Historically, abstinence was practiced in order to confine fertility to marital unions and to regulate marital fertility, often in conjunction with other traditional methods of fertility regulation such as withdrawal (coitus interruptus), abortion, or even infanticide. It occurs less for these purposes today, except in Africa. In the 1980s and 1990s, abstinence was recommended, particularly to young persons, as a means of reducing HIV/AIDS transmission, but the extent to which this advocacy has altered behavior is not clear.
Historically, long durations of postpartum abstinence were practiced in Africa. Regardless of reported reasons, abstinence improved survival chances of newborns by protecting breastfeeding from curtailment by a subsequent pregnancy. Long durations of abstinence are still found in West Africa; they have shortened substantially in East Africa, and are intermediate in length in Central and Southern Africa.
Postpartum abstinence makes a contribution to nonsusceptibility to the risk of pregnancy and thus lowers fertility, complementing the effect of lactational amenorrhea (suppression of menstruation). In 22 comparative country surveys in sub-Saharan Africa around 2000, abstinence duration exceeded lactational amenorrhea in only six cases.

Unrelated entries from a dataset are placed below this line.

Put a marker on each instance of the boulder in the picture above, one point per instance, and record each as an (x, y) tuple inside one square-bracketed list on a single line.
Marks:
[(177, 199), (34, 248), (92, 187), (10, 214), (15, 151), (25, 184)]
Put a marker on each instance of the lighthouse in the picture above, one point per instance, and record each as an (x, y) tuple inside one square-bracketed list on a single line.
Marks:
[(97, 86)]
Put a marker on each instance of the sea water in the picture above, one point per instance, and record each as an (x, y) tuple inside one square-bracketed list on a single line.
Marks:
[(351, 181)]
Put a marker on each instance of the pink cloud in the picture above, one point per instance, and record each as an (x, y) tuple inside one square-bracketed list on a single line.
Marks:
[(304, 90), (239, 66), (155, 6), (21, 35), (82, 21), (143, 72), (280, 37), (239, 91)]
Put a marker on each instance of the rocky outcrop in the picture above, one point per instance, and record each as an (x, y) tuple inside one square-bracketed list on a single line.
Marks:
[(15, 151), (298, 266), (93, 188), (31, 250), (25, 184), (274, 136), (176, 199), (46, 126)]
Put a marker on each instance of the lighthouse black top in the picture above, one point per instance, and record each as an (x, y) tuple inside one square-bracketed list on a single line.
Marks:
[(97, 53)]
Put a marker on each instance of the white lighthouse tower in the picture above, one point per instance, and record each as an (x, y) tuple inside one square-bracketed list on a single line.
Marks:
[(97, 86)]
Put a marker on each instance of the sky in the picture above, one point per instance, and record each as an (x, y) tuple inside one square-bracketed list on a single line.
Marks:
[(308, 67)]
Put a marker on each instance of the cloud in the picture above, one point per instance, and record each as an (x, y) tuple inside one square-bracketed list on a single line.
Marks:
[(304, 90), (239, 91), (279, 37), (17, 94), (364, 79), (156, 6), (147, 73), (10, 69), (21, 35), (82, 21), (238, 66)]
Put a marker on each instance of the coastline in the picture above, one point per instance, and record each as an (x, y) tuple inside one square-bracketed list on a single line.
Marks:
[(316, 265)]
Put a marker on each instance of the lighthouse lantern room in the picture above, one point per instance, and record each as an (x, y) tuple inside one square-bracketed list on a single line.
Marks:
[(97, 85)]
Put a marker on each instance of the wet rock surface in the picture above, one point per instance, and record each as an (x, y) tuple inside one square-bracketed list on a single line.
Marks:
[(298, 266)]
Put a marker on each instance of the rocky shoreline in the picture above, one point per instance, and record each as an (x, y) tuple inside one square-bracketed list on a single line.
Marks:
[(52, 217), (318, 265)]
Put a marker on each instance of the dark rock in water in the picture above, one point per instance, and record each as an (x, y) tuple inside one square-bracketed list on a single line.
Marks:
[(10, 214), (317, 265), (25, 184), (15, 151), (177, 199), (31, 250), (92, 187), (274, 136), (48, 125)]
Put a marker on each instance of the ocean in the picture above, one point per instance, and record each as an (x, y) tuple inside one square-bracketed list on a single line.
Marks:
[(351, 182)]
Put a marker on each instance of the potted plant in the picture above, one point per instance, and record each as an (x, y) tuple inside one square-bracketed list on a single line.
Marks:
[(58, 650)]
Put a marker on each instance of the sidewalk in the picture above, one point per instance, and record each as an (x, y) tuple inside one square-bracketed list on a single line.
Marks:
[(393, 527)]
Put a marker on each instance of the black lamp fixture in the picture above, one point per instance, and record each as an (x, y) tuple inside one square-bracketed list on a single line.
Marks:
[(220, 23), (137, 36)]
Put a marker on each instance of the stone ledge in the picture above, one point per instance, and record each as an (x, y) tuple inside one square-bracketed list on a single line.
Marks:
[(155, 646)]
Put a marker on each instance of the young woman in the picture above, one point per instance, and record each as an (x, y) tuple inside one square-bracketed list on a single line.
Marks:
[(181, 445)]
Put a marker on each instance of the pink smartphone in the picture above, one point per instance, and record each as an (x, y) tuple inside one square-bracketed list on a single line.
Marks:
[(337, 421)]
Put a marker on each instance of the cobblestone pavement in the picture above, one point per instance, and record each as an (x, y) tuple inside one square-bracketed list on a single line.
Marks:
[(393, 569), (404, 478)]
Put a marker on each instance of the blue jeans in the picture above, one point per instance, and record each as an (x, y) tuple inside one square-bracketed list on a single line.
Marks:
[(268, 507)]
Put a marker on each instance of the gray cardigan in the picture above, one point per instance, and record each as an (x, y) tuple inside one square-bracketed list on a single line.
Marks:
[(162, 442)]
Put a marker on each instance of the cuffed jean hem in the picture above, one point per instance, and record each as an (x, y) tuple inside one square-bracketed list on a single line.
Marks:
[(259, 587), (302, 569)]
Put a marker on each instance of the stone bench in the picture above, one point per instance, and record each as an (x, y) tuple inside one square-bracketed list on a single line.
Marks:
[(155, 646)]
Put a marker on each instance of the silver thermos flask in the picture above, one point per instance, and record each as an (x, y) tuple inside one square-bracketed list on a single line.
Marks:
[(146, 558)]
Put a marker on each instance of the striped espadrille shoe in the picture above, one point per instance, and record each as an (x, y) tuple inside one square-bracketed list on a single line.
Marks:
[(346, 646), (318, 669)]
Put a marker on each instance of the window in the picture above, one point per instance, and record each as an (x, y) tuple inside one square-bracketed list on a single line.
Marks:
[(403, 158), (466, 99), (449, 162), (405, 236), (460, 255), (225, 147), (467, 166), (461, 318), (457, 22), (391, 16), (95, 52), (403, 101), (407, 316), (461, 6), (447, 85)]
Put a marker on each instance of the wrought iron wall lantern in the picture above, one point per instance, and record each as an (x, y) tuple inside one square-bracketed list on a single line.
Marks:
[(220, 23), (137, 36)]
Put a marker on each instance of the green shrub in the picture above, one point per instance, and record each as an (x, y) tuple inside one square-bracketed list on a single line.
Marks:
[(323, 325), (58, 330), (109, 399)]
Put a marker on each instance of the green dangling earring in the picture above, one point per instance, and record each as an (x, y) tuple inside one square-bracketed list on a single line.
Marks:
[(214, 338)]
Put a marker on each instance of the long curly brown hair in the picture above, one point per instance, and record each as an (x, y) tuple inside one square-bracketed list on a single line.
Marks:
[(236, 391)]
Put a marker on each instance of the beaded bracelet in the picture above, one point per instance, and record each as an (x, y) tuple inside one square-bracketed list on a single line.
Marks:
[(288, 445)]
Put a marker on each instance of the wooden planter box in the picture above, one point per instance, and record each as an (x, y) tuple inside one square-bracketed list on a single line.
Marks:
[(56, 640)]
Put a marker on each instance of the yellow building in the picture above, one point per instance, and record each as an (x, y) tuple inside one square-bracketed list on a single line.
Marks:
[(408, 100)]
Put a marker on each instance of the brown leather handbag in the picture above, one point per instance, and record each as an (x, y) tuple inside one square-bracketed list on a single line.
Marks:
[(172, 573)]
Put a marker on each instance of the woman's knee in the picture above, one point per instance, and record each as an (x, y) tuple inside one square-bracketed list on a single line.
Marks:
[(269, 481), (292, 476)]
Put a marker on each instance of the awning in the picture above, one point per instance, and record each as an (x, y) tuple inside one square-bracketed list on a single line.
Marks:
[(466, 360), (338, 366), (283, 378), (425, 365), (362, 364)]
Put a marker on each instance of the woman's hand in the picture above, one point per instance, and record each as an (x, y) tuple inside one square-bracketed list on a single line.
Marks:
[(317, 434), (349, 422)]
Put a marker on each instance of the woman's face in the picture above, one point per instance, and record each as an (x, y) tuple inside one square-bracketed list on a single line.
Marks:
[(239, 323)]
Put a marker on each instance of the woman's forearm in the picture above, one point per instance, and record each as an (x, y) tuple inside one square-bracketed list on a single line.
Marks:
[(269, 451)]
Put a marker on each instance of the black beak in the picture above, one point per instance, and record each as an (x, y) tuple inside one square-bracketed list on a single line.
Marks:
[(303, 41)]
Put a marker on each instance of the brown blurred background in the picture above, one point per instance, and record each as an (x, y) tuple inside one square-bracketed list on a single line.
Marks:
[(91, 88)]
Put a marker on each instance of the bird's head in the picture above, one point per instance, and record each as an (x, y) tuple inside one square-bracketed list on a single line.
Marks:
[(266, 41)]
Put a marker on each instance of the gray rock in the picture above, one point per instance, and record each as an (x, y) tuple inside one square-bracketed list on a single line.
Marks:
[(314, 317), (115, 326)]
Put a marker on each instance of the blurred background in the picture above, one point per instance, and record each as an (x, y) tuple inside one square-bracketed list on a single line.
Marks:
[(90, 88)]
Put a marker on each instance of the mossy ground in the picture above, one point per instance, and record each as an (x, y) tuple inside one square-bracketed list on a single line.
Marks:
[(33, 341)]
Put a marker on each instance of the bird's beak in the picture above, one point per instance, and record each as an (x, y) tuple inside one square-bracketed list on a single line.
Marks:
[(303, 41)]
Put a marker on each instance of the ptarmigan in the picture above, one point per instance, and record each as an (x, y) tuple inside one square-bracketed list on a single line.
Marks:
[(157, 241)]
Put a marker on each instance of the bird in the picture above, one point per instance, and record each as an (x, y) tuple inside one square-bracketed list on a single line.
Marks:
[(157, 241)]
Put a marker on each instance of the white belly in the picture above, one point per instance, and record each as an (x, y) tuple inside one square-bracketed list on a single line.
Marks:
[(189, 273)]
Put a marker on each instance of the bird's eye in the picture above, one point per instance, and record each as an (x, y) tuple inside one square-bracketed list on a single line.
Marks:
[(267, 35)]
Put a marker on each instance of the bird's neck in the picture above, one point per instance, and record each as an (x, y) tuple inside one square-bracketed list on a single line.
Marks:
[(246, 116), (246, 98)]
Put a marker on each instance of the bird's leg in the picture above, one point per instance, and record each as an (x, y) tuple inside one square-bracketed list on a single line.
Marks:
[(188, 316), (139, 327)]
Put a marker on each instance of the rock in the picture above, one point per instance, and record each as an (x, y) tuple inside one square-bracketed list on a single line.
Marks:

However, the nonsusceptible period was lengthened by abstinence in all cases, because many women who abstain are not protected by amenorrhea (the reverse also holds). In the surveys, amenorrhea ranged from 8 to 19 months, postpartum abstinence from 2 to 22 months. On average in the 22 countries, an abstinence duration of eight months extended amenorrhea by four months.
Four of ten women reporting current abstinence in African surveys are not practicing abstinence to prevent a subsequent pregnancy: An unknown proportion of this nonspecific abstinence may be involuntary. Similarly, in six national surveys in Europe, among all women 20 years and older, from one in four to three in four women who practice abstinence do so for nonspecific reasons that may be largely involuntary.
BIBLIOGRAPHY
Bongaarts, John, Odile Frank, and Ron Lesthaeghe. 1984. "The Proximate Determinants of Fertility in Sub-Saharan Africa." Population and Development Review 10: 511–537.
Demographic and Health Surveys. 2000. Country Reports. Calverton: Opinion Research Corporation Company (ORC Macro).
Fertility and Family Surveys in Countries of the ECE Region. 2000. Standard Country Reports (Economic Studies No. 10). New York and Geneva: United Nations.